Das ist vor allem für die Europäer bedrohlich, weil die afrikanischen Migrationsbewegungen infolge von Klimawandel und innergesellschaftlichen Kriegen nicht nach Russland oder China gehen, sondern nach Europa und dort zu Streit und Zerwürfnissen führen – was dann Wladimir Putin und Xi Jinping in die Hände spielt. Dabei ist festzuhalten, dass es nicht zuletzt das russische militärische Eingreifen in den syrischen Bürgerkrieg war, welches in den Jahren 2015 und 2016 zum dramatischen Anwachsen der Flüchtlingsbewegungen nach Europa geführt hat.   

Europa ist abhängig und erpressbar

Die russische Führung hat vermutlich nicht zu diesem Zweck die Angriffe ihrer Luftwaffe auf syrische Großstädte angeordnet, sondern zur Unterstützung des Assad-Regimes, aber sie hat mit Sicherheit beobachtet, dass die daraus resultierenden Flüchtlingsbewegungen zur Zerstrittenheit der Europäer geführt und die Handlungsfähigkeit der EU geschwächt haben. Daraus konnten sie lernen: Wer die Europäer politisch paralysieren will, muss Flüchtlingsbewegungen in den EU-Raum in Gang setzen. In der Regel kostet das Putin so gut wie nichts und hat den Effekt, dass die Europäer über Jahre hinweg mit sich selbst beschäftigt sind. Die massive Präsenz russischer Söldnerverbände in der Sahelzone lässt von daher Schlimmes befürchten.

Und die Europäer selbst? Eine kohärente Afrikastrategie hat die EU nicht. Sie versucht zurzeit, mit einzelnen Staaten der Maghreb-Region Verträge nach dem Vorbild des EU-Türkei-Abkommens auszuhandeln, die vorsehen, dass diese Staaten die von ihren Küsten ausgehende Migration über das Mittelmeer nach Europa begrenzen, wofür die Europäer ihnen im Gegenzug logistische Unterstützung und Geldzahlungen anbieten. Europa ist dabei in einer schwachen Position, weil es abhängig und erpressbar ist. Leicht ist vorherzusehen, dass die Forderungen von Ägypten bis Marokko wachsen und die Zahlungen an die Herrscher auf der anderen Seite des Mittelmeers kontinuierlich ansteigen werden, ohne dass die illegale Migration dadurch unterbunden wird. 
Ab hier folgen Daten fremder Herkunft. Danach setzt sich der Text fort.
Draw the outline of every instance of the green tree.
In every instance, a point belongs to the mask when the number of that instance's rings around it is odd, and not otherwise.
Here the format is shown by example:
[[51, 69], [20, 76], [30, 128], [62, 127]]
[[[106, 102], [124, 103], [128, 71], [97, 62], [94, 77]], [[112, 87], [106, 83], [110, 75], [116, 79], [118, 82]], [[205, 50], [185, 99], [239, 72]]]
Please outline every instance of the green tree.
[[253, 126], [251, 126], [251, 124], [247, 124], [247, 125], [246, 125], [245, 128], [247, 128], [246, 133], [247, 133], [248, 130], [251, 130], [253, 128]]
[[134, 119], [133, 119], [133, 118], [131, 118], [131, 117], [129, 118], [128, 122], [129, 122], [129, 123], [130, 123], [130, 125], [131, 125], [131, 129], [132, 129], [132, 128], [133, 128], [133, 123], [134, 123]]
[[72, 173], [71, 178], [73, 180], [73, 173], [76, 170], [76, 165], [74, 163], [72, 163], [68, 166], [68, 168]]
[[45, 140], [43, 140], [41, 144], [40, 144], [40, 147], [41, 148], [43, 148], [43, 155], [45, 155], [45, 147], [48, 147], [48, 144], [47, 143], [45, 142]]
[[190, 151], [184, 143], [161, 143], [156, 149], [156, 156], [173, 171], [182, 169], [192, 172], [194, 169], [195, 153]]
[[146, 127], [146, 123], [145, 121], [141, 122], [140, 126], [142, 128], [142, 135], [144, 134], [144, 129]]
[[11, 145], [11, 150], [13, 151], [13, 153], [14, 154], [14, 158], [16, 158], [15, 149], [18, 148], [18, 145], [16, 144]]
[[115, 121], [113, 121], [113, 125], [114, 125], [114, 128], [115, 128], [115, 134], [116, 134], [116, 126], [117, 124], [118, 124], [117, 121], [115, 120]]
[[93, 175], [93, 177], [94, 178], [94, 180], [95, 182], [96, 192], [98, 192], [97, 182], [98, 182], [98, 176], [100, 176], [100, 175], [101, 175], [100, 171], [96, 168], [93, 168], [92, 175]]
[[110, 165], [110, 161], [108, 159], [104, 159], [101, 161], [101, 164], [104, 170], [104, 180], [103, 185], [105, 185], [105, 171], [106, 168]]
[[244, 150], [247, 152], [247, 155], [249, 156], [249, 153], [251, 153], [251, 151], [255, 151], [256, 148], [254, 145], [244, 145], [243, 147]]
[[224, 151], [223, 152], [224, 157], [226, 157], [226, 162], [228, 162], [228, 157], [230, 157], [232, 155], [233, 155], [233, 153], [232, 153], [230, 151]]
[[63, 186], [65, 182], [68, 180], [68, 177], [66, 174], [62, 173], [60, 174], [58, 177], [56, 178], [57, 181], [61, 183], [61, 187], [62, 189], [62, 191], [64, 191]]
Im besten Fall wird sie entschleunigt und ausgedünnt. Zu Ende gehen wird sie nicht, zumal das ja ein Geschäftsmodell der nordafrikanischen Länder ruinieren würde. Von den Interessen Russlands als neuer Schutzmacht der Militärregime in der Sahelzone ganz zu schweigen. Die französische Politik hatte bis vor Kurzem darauf gesetzt, dass ihre postkolonialen Beziehungen nach Westafrika ausreichen würden, um Einfluss auf die dortige Entwicklung zu haben. Doch zuletzt hat sich gezeigt, dass die antikolonialen Ressentiments sich von den durch Putsche an die Macht gekommenen Militärs leicht nutzen ließen, um die französischen (und deutschen) Soldaten aus der Sahelzone hinauszuwerfen.